Salmon Run Statistics: Matchmaking (Part 4)

#showdev #python

Hi y'all.
I'm back with a new post on Salmon Run, this time about matchmaking.

You see that big graph at the top?
That's a scatter plot, with the player rank as the x and the hazard level of the match being the y.
I then placed a linear regression on the graph.
An important consideration of this graph is that I set how much points each title is worth to be 100, as that's how many points you need to move from title to title.

With this graph, the equation of the line is:

y = 0.111x + 50.691

As to how I made this graph:
I did it in the scripts/rank_and_danger_rate.py file.

data = core.init("All")
x = []
y = []

First we prepare the dataset, and create empty lists to store the x and y values.

with gzip.open(data) as reader:
    for job in jsonlines.Reader(reader, ujson.loads):
        if "title" in job and "title_exp" in job and job["title"] is not None:
            x.append(job["title"]["splatnet"] * 100 + job["title_exp"])
            y.append(float(job["danger_rate"]))

Here we collect what we're interested in from the data set.

plt.scatter(x, y)
plt.xlabel("Rank")
plt.ylabel("Hazard Level")

Now we prepare the scatter plot.

m, b = numpy.polyfit(x, y, 1)
y_equation = list(sorted([x_val * m + b for x_val in x]))
print("y = {:4}x + {:4}".format(m, b))
plt.plot(list(sorted(x)), y_equation)
plt.show()

Create and plot the linear regression, and show the graph.

Top comments (5)

sunmarsh • Jul 23 '21

First off- this is all super cool! I don't know anything about coding, but I'm working on a book all about Salmon Run and so I googled my way to your page. I have a few questions for you:

Where is this dataset from? Is this all of the salmon run matches held between a certain timeframe? Is it all users or a subset of users?

In regard to this specific set of statistics (Matchmaking), I'm interested in whether certain titles are allowed to match with each other? Looking at your data, it seems like the answer is no, otherwise we would have seen a larger range in hazard levels at lower ranks, since hazard level is determined by the average rank of the team. Do you have any insight in regard to this?

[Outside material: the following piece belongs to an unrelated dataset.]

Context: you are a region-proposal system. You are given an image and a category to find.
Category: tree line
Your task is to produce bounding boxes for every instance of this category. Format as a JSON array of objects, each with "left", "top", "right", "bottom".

Cassandra de la Cruz-Munoz • Jul 23 '21

I had another thought. I wonder if there's a direct relationship between the average lobby rank and the hazard level, or if there's a little fuzz factor. That wouldn't be too hard to test, but I would need 3 other players to test it with, since I'd need to know everyone's title and points.

sunmarsh • Jul 23 '21

Well, we know (thanks to datamining, I assume) that the average lobby rank is related to hazard level according to this table: splatoonwiki.org/wiki/Salmon_Run_d...

What I'm trying to figure out, is how to read the table/understand which title to use to determine what the hazard level will be. Based on the hazard levels I've gotten when playing online, I know that I'm being matched with players who are much lower than me. But as you said, because I don't know their titles/points, I don't know how low.

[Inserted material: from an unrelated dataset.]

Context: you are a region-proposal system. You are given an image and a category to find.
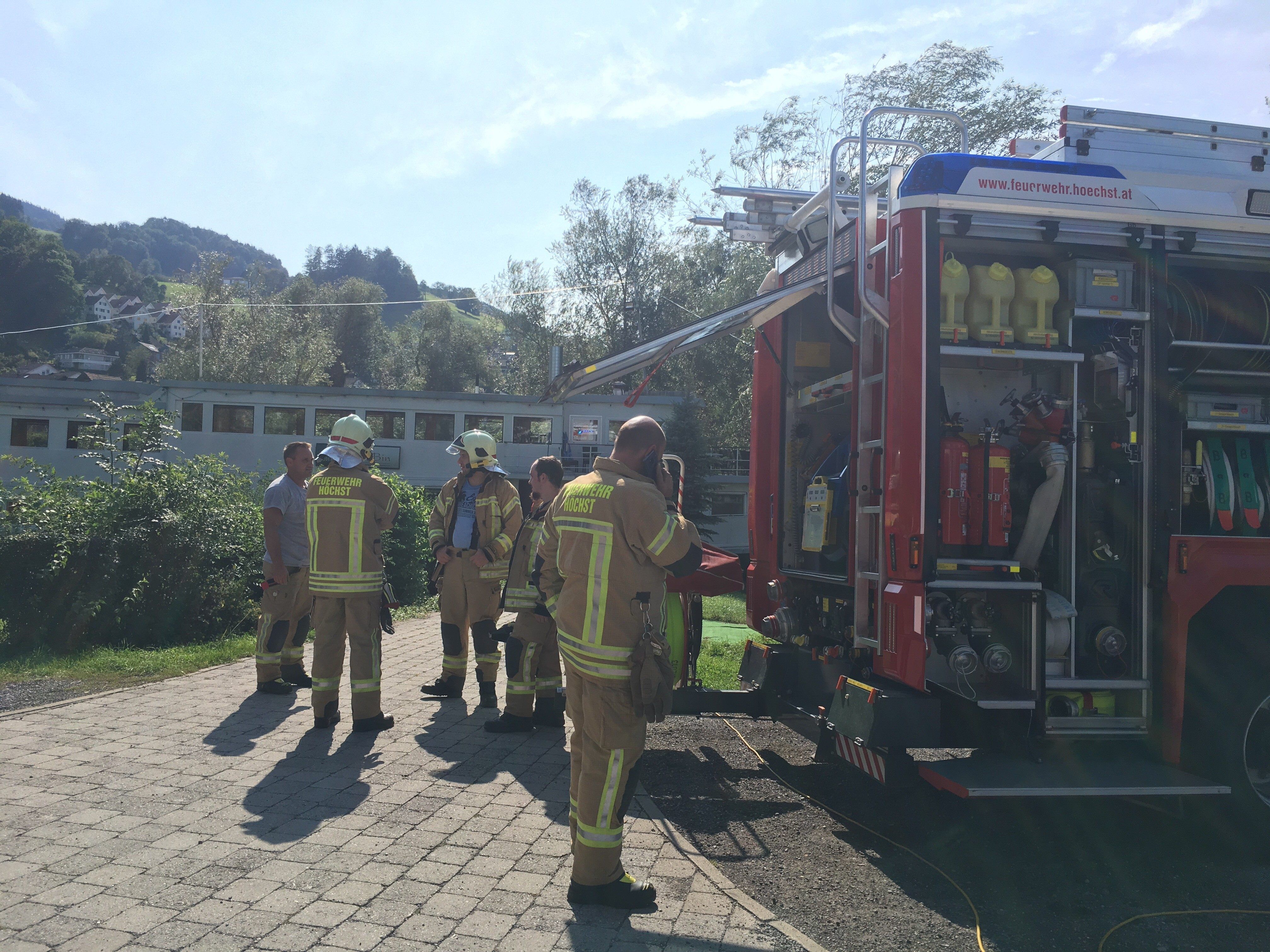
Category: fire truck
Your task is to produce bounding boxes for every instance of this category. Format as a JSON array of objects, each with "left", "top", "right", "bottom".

It's also not clear from the table how to perform the mathematical 'average' of users between ranks. What is the true value of someone at 50 Overachiever vs 50 Part-Timer? Is it 50 in each case?

Cassandra de la Cruz-Munoz • Jul 23 '21

That's something I'd need to collect data for.

Presumably there's a linear relationship between total party rank and hazard level. By knowing the rank of all four party members, across different titles, and getting the hazard level, for a few different combinations of ranks and hazard level, the exact properties of that relationship could be discovered.

Cassandra de la Cruz-Munoz • Jul 23 '21

So this dataset is of Salmon Run results uploaded to Stat.Ink, a fan made site for tracking Splatoon and Splatoon 2 game results. Players have to manually upload their matches to the website using a 3rd party tool. As such, this should be considered a sample of Salmon Run games played, and the whole population. It also should not be considered a random sample, either, due to the self-selection bias.

My impression from looking at the data is that by default, matchmaking tries to pair you with people with the same title as you. The exception to that is if you have a mixed title lobby of players joining each other, then it fills remaining slots with players whose titles fit the average rank of the players already in the lobby.